A CP suprimiu esta semana três ligações do comboio Intercidades na Linha da Beira Alta, duas no sentido Lisboa-Guarda e uma no sentido Guarda-Lisboa. A Comunidade Intermunicipal (CIM) Viseu Dão Lafões já lamentou que a situação, considerando que é «mais um ataque ao Interior» e às suas gentes.
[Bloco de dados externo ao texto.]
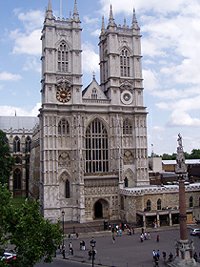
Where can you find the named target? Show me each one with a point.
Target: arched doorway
(101, 209)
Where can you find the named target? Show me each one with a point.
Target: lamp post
(93, 244)
(63, 227)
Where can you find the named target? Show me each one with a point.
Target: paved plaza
(127, 251)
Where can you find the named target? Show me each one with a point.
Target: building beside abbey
(88, 154)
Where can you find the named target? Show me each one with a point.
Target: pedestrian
(157, 238)
(158, 254)
(83, 245)
(195, 256)
(63, 251)
(113, 237)
(164, 256)
(141, 237)
(170, 258)
(71, 252)
(90, 254)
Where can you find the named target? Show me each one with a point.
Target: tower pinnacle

Os deputados do CDS João Pinho de Almeida e João Gonçalves Pereira já dirigiram uma pergunta ao Ministro das Infraestruturas e Habitação para saber se confirma a supressão de três ligações do comboio Intercidades e questionam «se é verdade que a decisão foi tomada sem qualquer consulta prévia, ou sem ter sido dado conhecimento, às entidades locais e regionais». Os centristas querem ainda saber se «a supressão das referidas ligações é uma situação transitória, em resposta à emergência sanitária que atravessamos, e se a justificação para esta decisão é técnica, de saúde pública, ou outra, e em qualquer dos casos, qual é essa justificação».

Enquanto que no distrito da Guarda ainda não houve qualquer reacção, a Comunidade Intermunicipal (CIM) Viseu Dão Lafões já veio, em comunicado, manifestar, «de forma unânime, o seu repúdio por tal decisão, exigindo a reposição imediata dos horários suprimidos, mantendo em funcionamento a operação até aqui desenvolvida».

A sua indignação prende-se com o facto de esta decisão ter sido tomada «a coberto da situação vivida pelo país, por força do surto pandémico de Covid-19», e «sem que antes tenha estabelecido qualquer tipo de diálogo com a CIM Viseu Dão Lafões, nem com os municípios seus associados».

No seu entender, «não pode uma empresa, que até é paga com os impostos de todos os portugueses, a tomar decisões que contribuem para o isolamento das populações e que colocam em causa a coesão social dos territórios».

O Conselho Intermunicipal da CIM pergunta ao presidente da CP «se o tão propalado reforço da oferta de longo curso apenas se destina aos portugueses e às portuguesas do litoral e das grandes áreas metropolitanas». «Não pode a Comunidade Intermunicipal Viseu Dão Lafões deixar de afirmar que esta é mais uma decisão que isola o interior, fragiliza os nossos territórios e amplifica as assimetrias regionais», sublinha.

Em resposta à Lusa, a CP disse que «no cenário de retoma gradual da actividade económica do país», a empresa «não repôs a oferta habitual a 100% nesta ligação». «Assim, desde o passado dia 31 de Maio, as ligações Lisboa – Guarda passaram a ser asseguradas por dois comboios Intercidades, por sentido. A CP vai manter diariamente a monitorização da procura destes serviços para introduzir eventuais alterações ou reforços de capacidade, sempre que a evolução da procura o justifique».